Its primary aim was to be used as low-level tactical attack aircraft and to also conduct reconnaissance missions. They could “shave” the rocks it was said, because they could get so low when flying.
In the nose was a laser ranger and could attack targets that had been laser targeted by other parties. It would mean ground troops getting closer to the enemy but the Jaguar could wipe them out devastatingly quickly and accurately, as long as the initial targeting was correct of course.
In 1975 Jaguar squadrons were declared operational to SACEUR and they were loaded up with the WE.177 nuclear weapons. They were designed to take off from rough airstrips where other aircraft couldn’t. This was tested multiple times including with a full payload by taking off from the M55 motorway. You can’t get worse than a British road as an example of a rough airstrip.
In 1983, 89 Jaguars were upgraded with FIN1064 navigation and attack systems. Although they improved this side of the aircraft, they weren’t stacked with top of the range technology and still didn’t have a radar.

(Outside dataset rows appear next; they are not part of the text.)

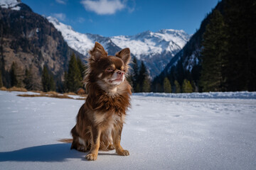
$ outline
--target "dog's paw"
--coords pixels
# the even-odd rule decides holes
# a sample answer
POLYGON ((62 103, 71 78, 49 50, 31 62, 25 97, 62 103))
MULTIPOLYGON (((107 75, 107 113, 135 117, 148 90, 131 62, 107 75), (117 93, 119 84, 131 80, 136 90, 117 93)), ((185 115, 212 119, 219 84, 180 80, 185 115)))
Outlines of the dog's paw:
POLYGON ((88 154, 86 155, 85 158, 88 161, 95 161, 97 159, 97 155, 95 154, 88 154))
POLYGON ((82 145, 78 147, 78 151, 85 152, 86 152, 85 147, 82 145))
POLYGON ((117 151, 117 154, 121 156, 129 156, 129 153, 127 150, 117 151))
POLYGON ((110 144, 110 145, 108 146, 107 149, 108 149, 109 150, 113 150, 113 149, 114 149, 114 147, 113 144, 110 144))

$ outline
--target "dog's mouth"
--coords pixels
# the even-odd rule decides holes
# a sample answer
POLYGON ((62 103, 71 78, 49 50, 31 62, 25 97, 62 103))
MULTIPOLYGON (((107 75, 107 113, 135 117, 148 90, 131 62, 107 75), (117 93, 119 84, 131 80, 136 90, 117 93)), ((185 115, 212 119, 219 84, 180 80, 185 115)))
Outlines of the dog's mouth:
POLYGON ((123 79, 114 79, 114 80, 110 80, 109 81, 110 83, 113 83, 113 82, 119 82, 119 81, 123 81, 123 79))

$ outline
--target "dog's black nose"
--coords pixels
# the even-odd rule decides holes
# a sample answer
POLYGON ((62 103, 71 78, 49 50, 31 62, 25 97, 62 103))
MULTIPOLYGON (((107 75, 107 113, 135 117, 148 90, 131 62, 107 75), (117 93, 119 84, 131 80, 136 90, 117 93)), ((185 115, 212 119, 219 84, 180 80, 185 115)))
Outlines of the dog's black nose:
POLYGON ((124 72, 121 72, 121 71, 118 71, 117 73, 117 74, 119 74, 119 75, 123 75, 124 74, 124 72))

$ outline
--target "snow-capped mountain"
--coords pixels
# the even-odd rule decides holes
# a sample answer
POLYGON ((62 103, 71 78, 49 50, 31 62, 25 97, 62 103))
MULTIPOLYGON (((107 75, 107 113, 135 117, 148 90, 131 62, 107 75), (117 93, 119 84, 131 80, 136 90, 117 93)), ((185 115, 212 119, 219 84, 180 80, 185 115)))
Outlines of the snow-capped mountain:
POLYGON ((161 30, 156 33, 148 30, 132 36, 114 36, 111 39, 122 48, 129 47, 138 59, 146 60, 143 57, 151 58, 156 54, 180 50, 189 40, 189 35, 183 30, 161 30))
POLYGON ((53 17, 47 18, 61 32, 68 45, 85 56, 88 56, 88 51, 95 41, 101 43, 110 55, 129 47, 132 56, 145 63, 151 77, 158 75, 164 69, 190 38, 190 35, 183 30, 161 30, 156 33, 146 31, 135 35, 110 38, 82 34, 53 17))
POLYGON ((0 0, 0 6, 4 8, 19 11, 21 7, 18 5, 21 3, 19 0, 0 0))

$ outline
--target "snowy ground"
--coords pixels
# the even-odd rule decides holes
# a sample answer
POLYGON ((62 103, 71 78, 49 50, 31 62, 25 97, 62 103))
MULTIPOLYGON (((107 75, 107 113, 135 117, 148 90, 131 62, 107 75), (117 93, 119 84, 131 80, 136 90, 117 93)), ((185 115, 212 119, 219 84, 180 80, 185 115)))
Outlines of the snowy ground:
POLYGON ((87 162, 58 142, 83 101, 0 91, 0 169, 255 169, 256 94, 246 93, 134 95, 122 138, 130 156, 87 162))

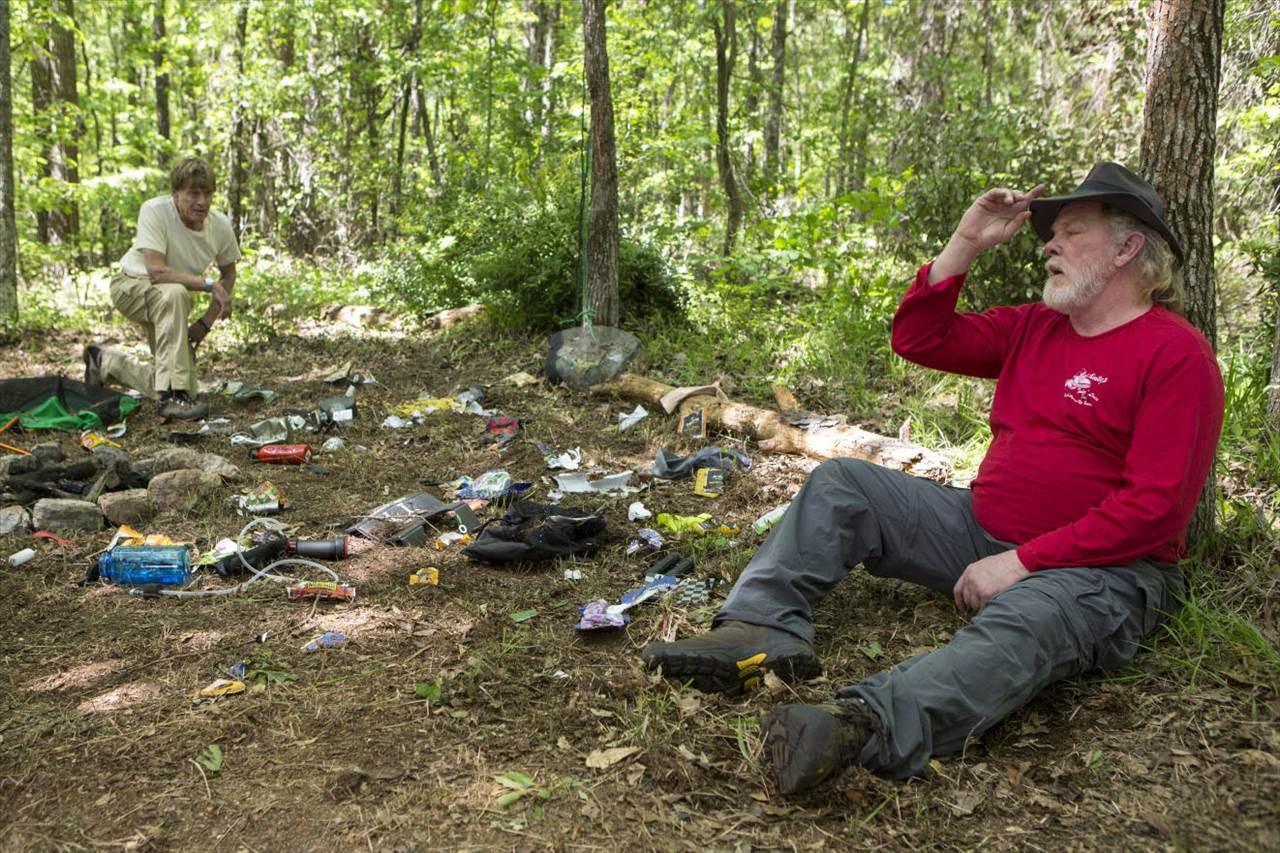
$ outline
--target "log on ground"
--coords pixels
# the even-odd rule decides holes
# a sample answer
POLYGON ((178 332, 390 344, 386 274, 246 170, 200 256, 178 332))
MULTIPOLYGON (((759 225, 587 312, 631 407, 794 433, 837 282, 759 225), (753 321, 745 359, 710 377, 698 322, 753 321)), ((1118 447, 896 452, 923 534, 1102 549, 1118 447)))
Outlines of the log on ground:
MULTIPOLYGON (((663 394, 671 391, 673 386, 626 373, 613 382, 593 386, 590 393, 596 397, 618 397, 658 406, 663 394)), ((763 451, 803 453, 813 459, 850 456, 936 480, 945 480, 951 471, 947 461, 927 447, 858 426, 840 424, 801 429, 792 426, 777 411, 717 400, 713 396, 691 397, 682 403, 682 407, 689 405, 703 409, 708 426, 744 433, 756 439, 763 451)))

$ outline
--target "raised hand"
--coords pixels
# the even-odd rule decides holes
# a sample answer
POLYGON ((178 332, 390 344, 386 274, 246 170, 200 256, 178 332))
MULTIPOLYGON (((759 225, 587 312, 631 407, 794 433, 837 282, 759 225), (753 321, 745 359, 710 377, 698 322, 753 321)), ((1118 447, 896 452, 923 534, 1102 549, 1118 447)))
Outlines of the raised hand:
POLYGON ((1027 192, 997 187, 978 196, 960 216, 960 224, 946 248, 933 261, 929 283, 937 284, 945 278, 969 272, 980 252, 1018 233, 1032 216, 1032 201, 1042 192, 1044 184, 1037 184, 1027 192))

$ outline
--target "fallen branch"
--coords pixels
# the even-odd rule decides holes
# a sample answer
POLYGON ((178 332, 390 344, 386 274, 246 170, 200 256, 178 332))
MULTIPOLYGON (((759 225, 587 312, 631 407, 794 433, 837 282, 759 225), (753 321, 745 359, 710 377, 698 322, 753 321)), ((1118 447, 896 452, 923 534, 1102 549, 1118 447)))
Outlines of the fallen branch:
POLYGON ((480 314, 484 314, 484 305, 480 305, 479 302, 475 305, 463 305, 457 309, 445 309, 444 311, 433 314, 422 320, 422 328, 436 330, 447 329, 451 325, 457 325, 458 323, 468 320, 472 316, 479 316, 480 314))
MULTIPOLYGON (((613 382, 593 386, 590 393, 596 397, 621 397, 658 406, 663 394, 672 389, 672 386, 625 373, 613 382)), ((780 412, 717 400, 709 394, 687 398, 681 403, 681 410, 690 406, 703 410, 708 426, 745 433, 759 441, 763 451, 803 453, 813 459, 851 456, 936 480, 945 479, 951 470, 942 456, 925 447, 847 424, 792 426, 780 412)))

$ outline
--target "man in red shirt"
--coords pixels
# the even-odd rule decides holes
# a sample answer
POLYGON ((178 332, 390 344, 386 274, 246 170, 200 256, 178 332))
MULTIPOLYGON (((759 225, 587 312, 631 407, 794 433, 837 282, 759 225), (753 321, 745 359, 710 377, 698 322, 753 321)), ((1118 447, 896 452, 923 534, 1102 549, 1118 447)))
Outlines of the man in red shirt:
POLYGON ((712 630, 652 643, 653 669, 740 693, 820 672, 814 606, 850 569, 975 611, 946 646, 764 721, 782 793, 850 763, 924 774, 1064 678, 1125 663, 1176 607, 1183 552, 1222 425, 1208 342, 1176 314, 1183 261, 1155 190, 1097 164, 1069 196, 991 190, 920 268, 893 350, 996 379, 992 442, 969 489, 858 460, 819 465, 742 571, 712 630), (979 252, 1028 220, 1041 302, 957 313, 979 252))

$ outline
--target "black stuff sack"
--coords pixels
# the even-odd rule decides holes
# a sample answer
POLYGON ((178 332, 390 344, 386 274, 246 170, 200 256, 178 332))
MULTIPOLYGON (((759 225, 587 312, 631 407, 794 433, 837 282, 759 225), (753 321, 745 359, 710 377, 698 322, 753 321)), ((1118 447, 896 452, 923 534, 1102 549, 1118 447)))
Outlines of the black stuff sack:
POLYGON ((486 562, 534 562, 585 556, 603 544, 604 517, 532 501, 513 503, 484 526, 462 553, 486 562))

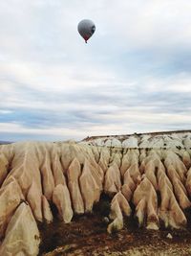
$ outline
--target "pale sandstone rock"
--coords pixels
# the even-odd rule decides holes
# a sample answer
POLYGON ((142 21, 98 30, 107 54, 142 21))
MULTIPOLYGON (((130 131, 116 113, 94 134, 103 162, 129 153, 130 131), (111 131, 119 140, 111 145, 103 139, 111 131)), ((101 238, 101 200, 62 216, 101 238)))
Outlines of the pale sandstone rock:
POLYGON ((52 200, 54 189, 54 179, 51 169, 51 159, 47 150, 45 151, 44 163, 40 168, 40 171, 42 175, 43 194, 48 200, 52 200))
POLYGON ((71 193, 74 211, 76 214, 84 213, 84 203, 79 188, 79 177, 81 175, 81 166, 76 158, 73 160, 67 171, 68 186, 71 193))
POLYGON ((17 181, 13 176, 11 176, 7 186, 0 189, 0 238, 4 235, 10 219, 23 198, 17 181))
POLYGON ((123 228, 122 213, 129 217, 131 215, 131 208, 121 192, 118 192, 116 194, 111 202, 110 219, 114 220, 114 221, 108 225, 108 233, 111 234, 115 230, 120 230, 123 228))
POLYGON ((94 203, 99 200, 101 194, 99 182, 98 178, 96 180, 91 172, 90 164, 88 163, 88 160, 86 160, 82 170, 82 175, 79 178, 85 212, 92 212, 94 203))
POLYGON ((51 223, 53 221, 53 217, 51 211, 50 204, 44 195, 42 195, 41 199, 42 199, 43 220, 45 221, 45 222, 51 223))
POLYGON ((136 216, 139 225, 143 225, 146 219, 148 229, 159 229, 158 197, 152 183, 146 176, 138 185, 134 193, 133 202, 136 205, 136 216))
POLYGON ((27 200, 32 210, 35 220, 38 221, 42 221, 41 197, 42 191, 39 191, 36 183, 32 181, 27 195, 27 200))
POLYGON ((59 217, 65 223, 69 223, 73 218, 73 209, 69 190, 66 185, 57 185, 53 194, 53 202, 56 205, 59 217))
POLYGON ((9 161, 4 153, 0 153, 0 186, 8 175, 9 161))
POLYGON ((105 175, 104 191, 109 195, 114 195, 120 190, 120 171, 117 164, 113 164, 105 175))
POLYGON ((38 254, 39 244, 40 235, 35 220, 30 206, 23 202, 9 222, 0 255, 35 256, 38 254))

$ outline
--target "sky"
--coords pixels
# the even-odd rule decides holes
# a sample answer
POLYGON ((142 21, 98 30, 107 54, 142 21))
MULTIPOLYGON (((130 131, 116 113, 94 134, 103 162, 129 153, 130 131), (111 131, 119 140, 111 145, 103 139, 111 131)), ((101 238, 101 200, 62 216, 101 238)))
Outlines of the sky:
POLYGON ((188 0, 1 0, 0 140, 190 129, 190 13, 188 0))

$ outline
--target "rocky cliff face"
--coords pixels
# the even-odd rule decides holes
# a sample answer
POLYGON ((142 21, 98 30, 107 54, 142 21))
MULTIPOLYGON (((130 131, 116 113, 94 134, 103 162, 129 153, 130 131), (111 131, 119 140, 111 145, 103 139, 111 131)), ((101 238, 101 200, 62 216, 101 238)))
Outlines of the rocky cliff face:
POLYGON ((186 226, 191 133, 0 146, 0 255, 37 255, 37 223, 68 223, 111 198, 108 232, 134 215, 139 226, 186 226), (132 208, 133 205, 133 208, 132 208))

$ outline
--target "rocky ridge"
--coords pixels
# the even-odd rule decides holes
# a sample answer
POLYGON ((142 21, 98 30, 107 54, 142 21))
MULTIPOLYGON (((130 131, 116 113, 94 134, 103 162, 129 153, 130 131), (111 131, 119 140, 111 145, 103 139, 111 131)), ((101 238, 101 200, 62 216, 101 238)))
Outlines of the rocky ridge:
POLYGON ((132 215, 147 229, 186 227, 191 132, 1 145, 0 255, 37 255, 39 222, 69 223, 103 194, 109 233, 132 215))

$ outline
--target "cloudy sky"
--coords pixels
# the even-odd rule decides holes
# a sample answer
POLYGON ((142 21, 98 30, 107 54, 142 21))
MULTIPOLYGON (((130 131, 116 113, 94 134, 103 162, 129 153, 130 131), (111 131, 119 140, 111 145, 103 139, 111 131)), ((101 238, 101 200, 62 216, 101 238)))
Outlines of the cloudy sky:
POLYGON ((0 140, 190 129, 190 13, 188 0, 1 0, 0 140))

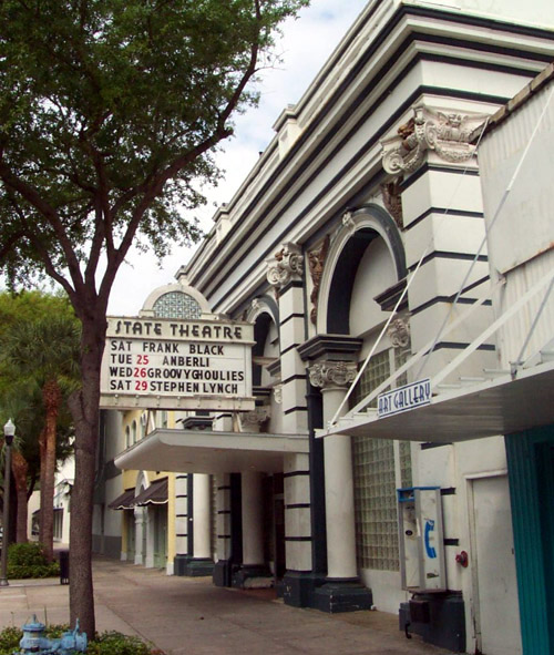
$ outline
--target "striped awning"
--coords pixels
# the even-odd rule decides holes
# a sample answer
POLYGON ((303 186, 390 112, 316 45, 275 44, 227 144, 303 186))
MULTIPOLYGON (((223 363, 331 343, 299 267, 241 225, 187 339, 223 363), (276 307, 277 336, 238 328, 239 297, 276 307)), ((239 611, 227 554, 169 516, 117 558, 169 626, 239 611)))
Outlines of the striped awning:
POLYGON ((155 480, 134 499, 133 505, 164 505, 167 502, 167 478, 155 480))
POLYGON ((107 506, 111 510, 132 510, 134 508, 135 490, 127 489, 121 495, 119 495, 107 506))

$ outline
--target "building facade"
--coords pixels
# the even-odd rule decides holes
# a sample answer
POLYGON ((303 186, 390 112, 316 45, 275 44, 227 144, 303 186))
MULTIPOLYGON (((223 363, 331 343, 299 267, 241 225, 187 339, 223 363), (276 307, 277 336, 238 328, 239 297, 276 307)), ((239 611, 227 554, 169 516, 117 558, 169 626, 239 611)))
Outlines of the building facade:
MULTIPOLYGON (((501 262, 527 228, 511 243, 505 232, 488 242, 497 191, 484 194, 483 207, 478 163, 483 145, 494 170, 490 116, 553 59, 554 8, 533 7, 541 25, 516 2, 497 11, 480 1, 369 2, 216 213, 177 277, 186 274, 205 315, 254 325, 255 409, 176 412, 173 428, 157 426, 111 453, 122 469, 173 480, 170 572, 213 561, 216 584, 275 584, 285 602, 327 612, 400 611, 402 627, 453 651, 548 652, 532 649, 520 627, 537 601, 522 583, 532 551, 521 569, 514 550, 526 519, 513 530, 512 508, 530 479, 552 484, 552 471, 514 482, 523 440, 505 440, 509 421, 479 422, 470 400, 472 386, 496 385, 521 344, 513 325, 489 326, 524 294, 531 269, 552 270, 547 213, 538 240, 521 246, 515 264, 501 262), (501 253, 494 266, 489 248, 501 253), (403 410, 427 393, 437 413, 389 417, 377 407, 381 391, 412 382, 416 390, 391 402, 403 410), (414 515, 424 491, 433 491, 437 519, 423 530, 414 515), (413 530, 399 532, 400 515, 413 530), (438 572, 413 564, 410 549, 421 544, 421 561, 437 559, 438 572)), ((530 345, 537 351, 552 337, 551 305, 545 311, 530 345)), ((517 314, 526 316, 520 336, 534 313, 531 305, 517 314)), ((121 447, 136 419, 110 413, 121 447)), ((550 453, 551 437, 537 430, 529 448, 540 442, 550 453)), ((136 482, 113 480, 117 489, 103 485, 105 505, 124 491, 140 494, 136 482)), ((544 521, 540 513, 533 529, 547 550, 544 521)), ((131 520, 125 530, 133 533, 131 520)), ((136 526, 134 534, 137 561, 136 526)), ((129 536, 121 543, 130 553, 129 536)), ((548 580, 548 566, 534 574, 548 580)), ((547 596, 552 585, 543 587, 547 596)))

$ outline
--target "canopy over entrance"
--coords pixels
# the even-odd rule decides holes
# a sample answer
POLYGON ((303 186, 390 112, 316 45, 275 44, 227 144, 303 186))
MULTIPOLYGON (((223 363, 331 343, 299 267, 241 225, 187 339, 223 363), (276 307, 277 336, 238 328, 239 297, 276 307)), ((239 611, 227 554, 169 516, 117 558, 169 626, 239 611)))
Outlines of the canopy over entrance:
POLYGON ((239 473, 283 471, 283 456, 307 453, 307 437, 155 430, 115 458, 120 469, 239 473))
POLYGON ((341 417, 318 437, 451 442, 510 434, 554 423, 554 361, 485 382, 443 391, 430 405, 390 417, 376 410, 341 417))

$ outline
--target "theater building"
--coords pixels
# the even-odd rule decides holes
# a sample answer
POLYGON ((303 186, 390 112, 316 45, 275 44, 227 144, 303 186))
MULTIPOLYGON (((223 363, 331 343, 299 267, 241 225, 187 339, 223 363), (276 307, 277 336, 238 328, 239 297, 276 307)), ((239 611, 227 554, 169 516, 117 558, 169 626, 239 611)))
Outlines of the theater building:
MULTIPOLYGON (((533 122, 552 170, 550 73, 534 80, 554 8, 532 4, 369 2, 175 288, 145 304, 254 326, 247 410, 223 395, 129 448, 136 419, 109 412, 115 464, 158 471, 143 491, 168 480, 168 572, 400 613, 452 651, 548 652, 547 173, 513 181, 519 209, 503 199, 533 122)), ((141 493, 114 481, 106 504, 141 493)))

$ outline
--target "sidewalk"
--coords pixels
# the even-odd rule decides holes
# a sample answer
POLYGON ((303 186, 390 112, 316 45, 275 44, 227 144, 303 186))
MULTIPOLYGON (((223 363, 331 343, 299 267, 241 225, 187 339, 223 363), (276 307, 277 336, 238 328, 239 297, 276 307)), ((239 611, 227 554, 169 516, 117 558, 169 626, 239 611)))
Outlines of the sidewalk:
MULTIPOLYGON (((211 579, 95 557, 96 630, 150 641, 166 655, 447 655, 380 612, 324 614, 299 610, 265 590, 220 589, 211 579)), ((58 580, 10 581, 0 589, 0 627, 68 623, 69 587, 58 580)))

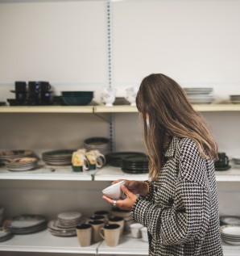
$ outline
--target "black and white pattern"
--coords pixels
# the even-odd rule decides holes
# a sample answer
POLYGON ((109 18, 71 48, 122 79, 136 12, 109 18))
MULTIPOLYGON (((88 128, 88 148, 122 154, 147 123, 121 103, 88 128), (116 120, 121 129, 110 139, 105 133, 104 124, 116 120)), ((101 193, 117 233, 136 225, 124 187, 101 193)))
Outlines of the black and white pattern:
POLYGON ((196 143, 173 137, 151 195, 132 208, 144 225, 151 256, 222 256, 214 164, 196 143))

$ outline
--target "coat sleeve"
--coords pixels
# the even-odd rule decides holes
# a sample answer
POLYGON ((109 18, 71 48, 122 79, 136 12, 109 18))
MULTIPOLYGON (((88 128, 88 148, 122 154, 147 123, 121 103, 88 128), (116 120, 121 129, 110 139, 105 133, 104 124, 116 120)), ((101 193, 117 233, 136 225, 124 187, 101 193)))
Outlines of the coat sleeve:
POLYGON ((202 176, 206 173, 205 162, 194 142, 184 145, 179 157, 180 172, 173 204, 159 205, 140 198, 132 208, 134 220, 146 226, 153 239, 165 246, 200 239, 205 235, 209 220, 208 186, 192 176, 196 172, 202 176))

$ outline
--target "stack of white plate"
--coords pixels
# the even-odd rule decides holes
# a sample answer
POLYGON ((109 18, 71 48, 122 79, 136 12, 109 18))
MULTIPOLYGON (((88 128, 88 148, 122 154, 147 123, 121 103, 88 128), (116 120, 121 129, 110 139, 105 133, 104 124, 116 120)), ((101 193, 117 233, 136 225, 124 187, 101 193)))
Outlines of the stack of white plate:
POLYGON ((211 94, 213 88, 211 87, 192 87, 183 88, 190 103, 192 104, 209 104, 214 98, 211 94))
POLYGON ((10 161, 13 158, 27 157, 32 155, 33 152, 31 150, 5 150, 0 152, 0 162, 10 161))
POLYGON ((230 95, 230 101, 234 104, 240 104, 240 95, 230 95))
POLYGON ((42 153, 42 159, 48 166, 66 166, 72 165, 72 154, 75 149, 60 149, 42 153))
POLYGON ((64 212, 57 215, 56 225, 60 228, 75 228, 81 222, 81 213, 64 212))
POLYGON ((49 232, 57 237, 72 237, 76 236, 76 227, 61 228, 57 225, 57 220, 51 220, 48 225, 49 232))
POLYGON ((47 227, 47 220, 42 215, 24 214, 6 220, 3 226, 14 234, 27 234, 42 231, 47 227))
POLYGON ((240 156, 234 156, 232 157, 234 165, 240 166, 240 156))
POLYGON ((226 225, 220 227, 221 239, 234 246, 240 245, 240 226, 226 225))
POLYGON ((23 157, 14 158, 6 164, 6 169, 10 171, 26 171, 34 170, 38 165, 37 158, 23 157))
POLYGON ((89 150, 97 149, 104 155, 111 152, 110 140, 102 137, 89 138, 84 141, 84 147, 89 150))

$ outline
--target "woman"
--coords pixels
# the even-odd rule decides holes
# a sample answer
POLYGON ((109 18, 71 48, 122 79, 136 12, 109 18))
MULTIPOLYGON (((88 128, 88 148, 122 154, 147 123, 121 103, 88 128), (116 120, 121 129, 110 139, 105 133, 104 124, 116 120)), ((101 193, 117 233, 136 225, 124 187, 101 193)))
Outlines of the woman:
POLYGON ((213 164, 217 147, 205 122, 163 74, 143 80, 136 103, 150 181, 126 180, 126 199, 103 199, 130 210, 133 220, 147 228, 150 255, 223 255, 213 164))

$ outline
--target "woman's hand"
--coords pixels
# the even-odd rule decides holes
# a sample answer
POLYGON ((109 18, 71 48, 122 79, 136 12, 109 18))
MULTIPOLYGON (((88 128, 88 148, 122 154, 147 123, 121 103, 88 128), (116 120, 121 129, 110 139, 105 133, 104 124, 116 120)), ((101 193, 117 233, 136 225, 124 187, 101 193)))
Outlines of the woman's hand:
MULTIPOLYGON (((117 200, 115 206, 120 208, 121 210, 130 211, 131 208, 136 202, 138 196, 134 193, 130 192, 124 185, 121 185, 121 189, 126 195, 126 199, 125 199, 124 200, 117 200)), ((114 200, 106 195, 103 195, 102 198, 111 204, 114 204, 114 200)))
POLYGON ((128 180, 128 179, 118 179, 112 183, 112 184, 119 183, 120 181, 125 181, 125 187, 133 194, 139 194, 141 195, 146 196, 148 193, 147 187, 143 182, 139 182, 136 180, 128 180))

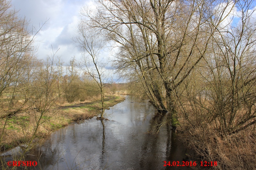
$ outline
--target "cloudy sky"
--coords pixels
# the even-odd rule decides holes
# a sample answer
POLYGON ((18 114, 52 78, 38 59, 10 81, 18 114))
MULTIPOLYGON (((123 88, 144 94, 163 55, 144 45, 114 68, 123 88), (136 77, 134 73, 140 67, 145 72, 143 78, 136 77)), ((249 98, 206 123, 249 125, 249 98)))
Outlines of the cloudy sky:
POLYGON ((75 35, 79 19, 79 12, 84 5, 92 4, 90 0, 12 0, 12 5, 21 17, 30 20, 31 26, 38 29, 48 20, 37 35, 38 58, 50 55, 51 46, 56 55, 68 63, 74 56, 80 57, 80 50, 75 47, 71 38, 75 35))

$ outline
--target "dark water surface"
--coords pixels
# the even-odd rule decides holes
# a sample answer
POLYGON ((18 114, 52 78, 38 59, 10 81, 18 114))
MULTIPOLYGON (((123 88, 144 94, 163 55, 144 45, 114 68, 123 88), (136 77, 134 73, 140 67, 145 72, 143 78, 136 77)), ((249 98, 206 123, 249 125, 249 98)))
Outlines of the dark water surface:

1990 saw an initial 12 aircraft assigned to the Gulf War. They were upgraded with cluster bombs because the BL755 bombs they were already using were designed for release at low-level, something that wouldn’t be ideal in this theatre.
The pilots of the 12 aircraft flew 612 combat sorties without a single one being lost. Job done.
2003 saw the second Iraq war take place but there was to be no action for the Jaguars. Turkey was the planned base to launch attacks from the North. The Turkish government refused access to their airbases. The Turks scrapped the plan and played no part.
The government cut the defence budget in 2004. They decided to withdraw the Jaguar from active use in 2007. It happened, even being brought forward to April from October with just five days notice. Quinetiq conducted the last British military Jaguar flight on 20th December 2007.